Marcus Sombo, Kepala Sekolah SMP Negeri Banti, menyampaikan, murid di sekolahnya saat ini sejumlah 140 orang. Biasanya, ketika lulus, yang melanjutkan pendidikan ke SMA hanya setengah dari jumlah tersebut.
Tak lain mereka ingin menjadi pendulang emas. ”Kami maklumi karena pencaharian mereka adalah mendulang untuk bantu orangtua. Tapi, kami juga selalu kasih motivasi agar mereka mau melanjutkan pendidikan minimal hingga tamat SMA,” ujar Marcus.
Sesuai data Badan Pusat Statistik Kabupaten Timika 2016, secara umum rata-rata lama sekolah penduduk hanya sampai kelas III SMP atau lulus. Sementara tingkat partisipasi sekolah di Kabupaten Mimika paling tinggi di usia SD dan terus turun di usia SMP hingga SMA.
Kepala Dinas Pendidikan dan Kebudayaan Mimika Jeni Ohestina Amani mengatakan, pihaknya sedang berusaha memperbaiki kualitas layanan pendidikan di Mimika, termasuk di Tembagapura.
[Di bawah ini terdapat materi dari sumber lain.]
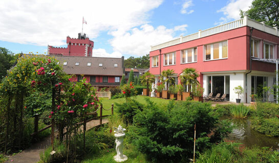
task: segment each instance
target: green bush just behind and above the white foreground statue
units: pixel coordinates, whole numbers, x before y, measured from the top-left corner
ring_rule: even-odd
[[[133,124],[134,116],[143,109],[143,104],[135,99],[127,99],[124,103],[115,103],[115,105],[116,112],[123,118],[125,124]]]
Salah satu fokus utamanya adalah mengirimkan dan mempersiapkan guru yang berkualitas dan mau benar-benar bertugas sepenuh hati.
”Untuk meningkatkan minat belajar, misalnya, guru saya perintahkan untuk mendatangi tempat mendulang dan mengajak siswa untuk bersekolah. Layanan pendidikan harus lebih baik kepada anak-anak,” ujarnya. Meski begitu, Jeni belum bisa memberikan data kondisi terakhir kualitas pendidikan di Tembagapura atau Mimika secara umum. Dia berkilah sedang menugaskan guru untuk mencatat perkembangan anak didik sebagai bahan evaluasi.
Pendidikan bagi anak-anak ini memang sebuah kemewahan. Bergram-gram emas lebih mudah mereka dapatkan jika dibandingkan dengan kenyamanan untuk melanjutkan pendidikan. Padahal, mereka adalah generasi emas yang akan memoles tanah mereka sendiri, menentukan masa depan tanah kelahiran mereka, tanah Papua.